Direct air capture is slowly getting off the ground, with plants up and running in Iceland, Switzerland, the US, and Canada. Much of the carbon these facilities capture is either turned into a solid and stored underground or reused to manufacture various chemicals and industrial products. Now a startup called Twelve is planning to use captured CO2 to make jet fuel.
The company named their carbon conversion platform Opus. The system is modular and can be implemented in existing supply chains, taking CO2 from almost any source. The process uses electrolysis to separate the carbon and oxygen, then recombines the carbon with hydrogen to create fuel. The CO2 will be sourced from nearby ethanol plants, pulp and paper mills, and waste processing facilities.
The US Air Force tested the fuel to ensure it can be safely used without altering existing plane engines. Replacing half of a plane’s regular fuel with CO2-derived fuel can result in 90 percent fewer lifecycle emissions. Alaska Airlines has already agreed to buy fuel from Twelve.

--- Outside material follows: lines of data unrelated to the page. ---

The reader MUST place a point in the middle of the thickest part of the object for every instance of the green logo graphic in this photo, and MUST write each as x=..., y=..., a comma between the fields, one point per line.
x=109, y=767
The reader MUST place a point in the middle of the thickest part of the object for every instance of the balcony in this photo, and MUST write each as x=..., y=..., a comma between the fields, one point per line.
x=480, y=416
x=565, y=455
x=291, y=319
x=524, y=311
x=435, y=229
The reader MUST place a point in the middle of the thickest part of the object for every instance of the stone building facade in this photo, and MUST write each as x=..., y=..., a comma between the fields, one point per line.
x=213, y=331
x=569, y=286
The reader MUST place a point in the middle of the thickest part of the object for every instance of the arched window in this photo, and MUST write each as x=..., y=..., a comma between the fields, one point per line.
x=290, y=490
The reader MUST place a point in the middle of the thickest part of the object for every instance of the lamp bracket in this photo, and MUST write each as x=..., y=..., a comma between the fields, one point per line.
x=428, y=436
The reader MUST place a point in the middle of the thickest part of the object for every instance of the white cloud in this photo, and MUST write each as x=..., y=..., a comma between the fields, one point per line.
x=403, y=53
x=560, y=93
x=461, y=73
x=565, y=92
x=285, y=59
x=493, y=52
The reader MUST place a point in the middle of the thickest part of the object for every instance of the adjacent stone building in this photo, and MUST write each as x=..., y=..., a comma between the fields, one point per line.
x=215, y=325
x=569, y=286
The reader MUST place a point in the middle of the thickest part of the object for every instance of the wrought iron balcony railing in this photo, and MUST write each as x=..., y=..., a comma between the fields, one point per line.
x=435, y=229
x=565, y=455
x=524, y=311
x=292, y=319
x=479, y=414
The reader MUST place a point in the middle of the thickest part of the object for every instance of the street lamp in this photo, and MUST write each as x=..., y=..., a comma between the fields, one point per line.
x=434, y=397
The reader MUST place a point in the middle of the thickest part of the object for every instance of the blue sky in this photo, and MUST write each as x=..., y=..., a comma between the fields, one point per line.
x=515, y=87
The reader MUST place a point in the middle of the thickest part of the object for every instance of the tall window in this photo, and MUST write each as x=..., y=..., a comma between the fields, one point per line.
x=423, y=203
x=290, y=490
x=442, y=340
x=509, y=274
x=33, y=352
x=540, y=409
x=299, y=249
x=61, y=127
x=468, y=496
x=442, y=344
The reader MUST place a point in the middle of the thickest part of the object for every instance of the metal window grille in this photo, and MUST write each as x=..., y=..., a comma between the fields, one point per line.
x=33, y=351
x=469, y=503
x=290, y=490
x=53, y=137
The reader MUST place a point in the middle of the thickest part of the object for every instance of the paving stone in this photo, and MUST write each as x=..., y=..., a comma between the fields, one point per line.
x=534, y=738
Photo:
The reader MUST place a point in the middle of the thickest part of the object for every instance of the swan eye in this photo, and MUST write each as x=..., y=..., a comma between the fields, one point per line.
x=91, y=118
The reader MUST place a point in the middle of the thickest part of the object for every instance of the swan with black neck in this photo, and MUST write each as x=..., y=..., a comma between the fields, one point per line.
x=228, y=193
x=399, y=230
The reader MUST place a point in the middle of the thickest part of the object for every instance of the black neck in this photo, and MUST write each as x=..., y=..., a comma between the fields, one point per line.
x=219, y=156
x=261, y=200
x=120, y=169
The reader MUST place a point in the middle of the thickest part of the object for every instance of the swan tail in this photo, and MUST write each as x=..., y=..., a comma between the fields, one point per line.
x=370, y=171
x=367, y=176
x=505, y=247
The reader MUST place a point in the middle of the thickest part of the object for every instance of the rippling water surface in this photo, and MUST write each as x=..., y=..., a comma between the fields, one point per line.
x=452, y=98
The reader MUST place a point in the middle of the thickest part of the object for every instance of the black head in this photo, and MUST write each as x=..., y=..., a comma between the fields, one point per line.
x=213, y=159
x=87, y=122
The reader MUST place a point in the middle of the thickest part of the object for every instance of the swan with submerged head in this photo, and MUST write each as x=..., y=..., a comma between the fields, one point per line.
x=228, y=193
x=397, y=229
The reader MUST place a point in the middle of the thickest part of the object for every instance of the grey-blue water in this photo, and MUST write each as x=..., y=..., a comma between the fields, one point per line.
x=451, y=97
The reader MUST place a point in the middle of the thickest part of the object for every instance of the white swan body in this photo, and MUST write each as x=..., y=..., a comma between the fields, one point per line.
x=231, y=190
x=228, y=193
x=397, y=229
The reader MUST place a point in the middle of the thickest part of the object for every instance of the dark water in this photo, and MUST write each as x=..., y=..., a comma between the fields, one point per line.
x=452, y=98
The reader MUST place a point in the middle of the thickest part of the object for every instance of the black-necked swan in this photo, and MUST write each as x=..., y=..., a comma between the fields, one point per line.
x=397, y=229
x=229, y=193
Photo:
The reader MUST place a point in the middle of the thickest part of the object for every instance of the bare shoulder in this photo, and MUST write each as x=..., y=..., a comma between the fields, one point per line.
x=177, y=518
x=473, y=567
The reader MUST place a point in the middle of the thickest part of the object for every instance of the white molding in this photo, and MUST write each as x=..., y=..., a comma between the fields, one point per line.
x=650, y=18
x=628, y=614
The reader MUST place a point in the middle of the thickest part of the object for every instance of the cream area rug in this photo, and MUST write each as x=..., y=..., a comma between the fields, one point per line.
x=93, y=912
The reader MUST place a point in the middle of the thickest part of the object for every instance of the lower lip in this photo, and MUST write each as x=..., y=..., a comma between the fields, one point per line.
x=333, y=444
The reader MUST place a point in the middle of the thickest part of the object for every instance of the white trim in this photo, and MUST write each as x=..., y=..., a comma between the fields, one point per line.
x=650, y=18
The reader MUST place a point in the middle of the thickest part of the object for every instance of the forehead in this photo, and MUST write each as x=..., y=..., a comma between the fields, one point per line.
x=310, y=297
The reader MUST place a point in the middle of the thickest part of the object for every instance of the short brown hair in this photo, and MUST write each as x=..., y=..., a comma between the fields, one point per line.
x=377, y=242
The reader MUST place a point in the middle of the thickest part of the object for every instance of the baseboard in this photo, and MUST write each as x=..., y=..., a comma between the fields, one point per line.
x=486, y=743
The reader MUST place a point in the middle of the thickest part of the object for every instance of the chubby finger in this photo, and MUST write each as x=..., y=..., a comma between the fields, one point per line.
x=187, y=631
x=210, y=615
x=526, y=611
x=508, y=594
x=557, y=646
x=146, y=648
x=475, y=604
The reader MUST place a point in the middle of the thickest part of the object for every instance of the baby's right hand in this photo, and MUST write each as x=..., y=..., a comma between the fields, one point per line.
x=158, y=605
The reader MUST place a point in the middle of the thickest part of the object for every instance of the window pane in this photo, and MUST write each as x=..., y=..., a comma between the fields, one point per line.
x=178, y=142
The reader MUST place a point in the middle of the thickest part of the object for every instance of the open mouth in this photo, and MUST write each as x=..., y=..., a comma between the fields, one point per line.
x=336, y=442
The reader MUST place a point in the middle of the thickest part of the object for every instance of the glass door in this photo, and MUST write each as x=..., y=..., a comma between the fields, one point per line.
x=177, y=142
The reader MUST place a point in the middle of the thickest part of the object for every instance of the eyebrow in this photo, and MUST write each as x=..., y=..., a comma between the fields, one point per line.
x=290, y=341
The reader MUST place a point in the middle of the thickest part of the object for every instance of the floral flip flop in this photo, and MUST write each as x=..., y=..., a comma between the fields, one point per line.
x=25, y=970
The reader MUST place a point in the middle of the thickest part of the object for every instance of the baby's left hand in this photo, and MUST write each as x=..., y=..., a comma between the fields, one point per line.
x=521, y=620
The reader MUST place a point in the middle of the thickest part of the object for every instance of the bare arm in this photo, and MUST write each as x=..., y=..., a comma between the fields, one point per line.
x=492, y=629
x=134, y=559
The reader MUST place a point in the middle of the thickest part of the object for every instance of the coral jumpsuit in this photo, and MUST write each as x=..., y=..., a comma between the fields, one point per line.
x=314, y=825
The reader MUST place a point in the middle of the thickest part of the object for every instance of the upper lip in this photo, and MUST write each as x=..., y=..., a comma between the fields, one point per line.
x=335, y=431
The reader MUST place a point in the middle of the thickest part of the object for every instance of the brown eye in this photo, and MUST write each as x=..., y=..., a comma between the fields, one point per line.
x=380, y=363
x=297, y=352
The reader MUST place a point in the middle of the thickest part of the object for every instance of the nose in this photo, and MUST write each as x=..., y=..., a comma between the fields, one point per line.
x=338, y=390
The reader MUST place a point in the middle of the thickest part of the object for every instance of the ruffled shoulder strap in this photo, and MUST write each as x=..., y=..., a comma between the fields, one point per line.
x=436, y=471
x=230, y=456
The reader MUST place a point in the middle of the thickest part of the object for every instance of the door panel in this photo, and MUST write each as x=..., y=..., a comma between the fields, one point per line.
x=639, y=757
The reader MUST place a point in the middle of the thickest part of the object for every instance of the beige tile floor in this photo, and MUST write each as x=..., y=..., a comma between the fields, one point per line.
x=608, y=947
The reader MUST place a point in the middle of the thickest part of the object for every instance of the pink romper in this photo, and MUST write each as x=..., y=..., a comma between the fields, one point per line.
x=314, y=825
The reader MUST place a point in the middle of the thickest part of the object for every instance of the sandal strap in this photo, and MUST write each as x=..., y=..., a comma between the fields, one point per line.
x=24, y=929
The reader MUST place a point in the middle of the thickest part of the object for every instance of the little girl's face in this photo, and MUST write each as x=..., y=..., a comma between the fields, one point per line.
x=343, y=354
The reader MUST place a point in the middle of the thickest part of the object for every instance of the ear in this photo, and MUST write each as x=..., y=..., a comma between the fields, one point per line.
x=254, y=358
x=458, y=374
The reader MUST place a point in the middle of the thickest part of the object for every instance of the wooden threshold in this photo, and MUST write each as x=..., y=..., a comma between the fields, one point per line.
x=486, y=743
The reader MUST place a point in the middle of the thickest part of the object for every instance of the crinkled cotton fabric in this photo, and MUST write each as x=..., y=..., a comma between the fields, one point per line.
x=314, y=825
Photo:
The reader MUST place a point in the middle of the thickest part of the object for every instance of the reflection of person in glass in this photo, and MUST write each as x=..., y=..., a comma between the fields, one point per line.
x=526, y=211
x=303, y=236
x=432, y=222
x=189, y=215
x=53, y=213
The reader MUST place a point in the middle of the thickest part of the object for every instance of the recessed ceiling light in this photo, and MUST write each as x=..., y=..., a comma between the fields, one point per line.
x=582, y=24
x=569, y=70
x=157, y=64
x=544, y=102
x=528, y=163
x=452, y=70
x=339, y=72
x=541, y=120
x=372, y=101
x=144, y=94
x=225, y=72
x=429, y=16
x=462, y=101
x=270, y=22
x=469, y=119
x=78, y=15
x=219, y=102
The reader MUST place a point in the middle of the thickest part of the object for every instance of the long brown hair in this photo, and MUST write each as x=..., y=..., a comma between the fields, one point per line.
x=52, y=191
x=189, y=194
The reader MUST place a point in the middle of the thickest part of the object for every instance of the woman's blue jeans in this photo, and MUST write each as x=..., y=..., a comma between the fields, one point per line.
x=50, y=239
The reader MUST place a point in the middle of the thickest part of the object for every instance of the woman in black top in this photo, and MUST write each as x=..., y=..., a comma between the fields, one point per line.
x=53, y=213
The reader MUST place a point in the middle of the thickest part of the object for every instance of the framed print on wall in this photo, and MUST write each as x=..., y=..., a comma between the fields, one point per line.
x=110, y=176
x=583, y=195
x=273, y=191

Twelve broke ground on its factory in Washington state earlier this month. The geographic choice was due to several factors. For one, Seattle has long been a hub for aerospace innovation; SpaceX, Blue Origin, Boeing, AeroTEC, and others all have operations there. Washington also has tax incentives for sustainable aviation fuel. And two-thirds of the state’s electricity is generated by hydropower, giving it one of the highest percentages of clean energy in the country.
The facility will initially produce around 40,000 gallons of fuel a year, eventually scaling up to a million gallons a year. That’s a drop in an Olympic-sized swimming pool when taken in the context of total consumption, which reached an all-time high of 95 billion gallons in 2019.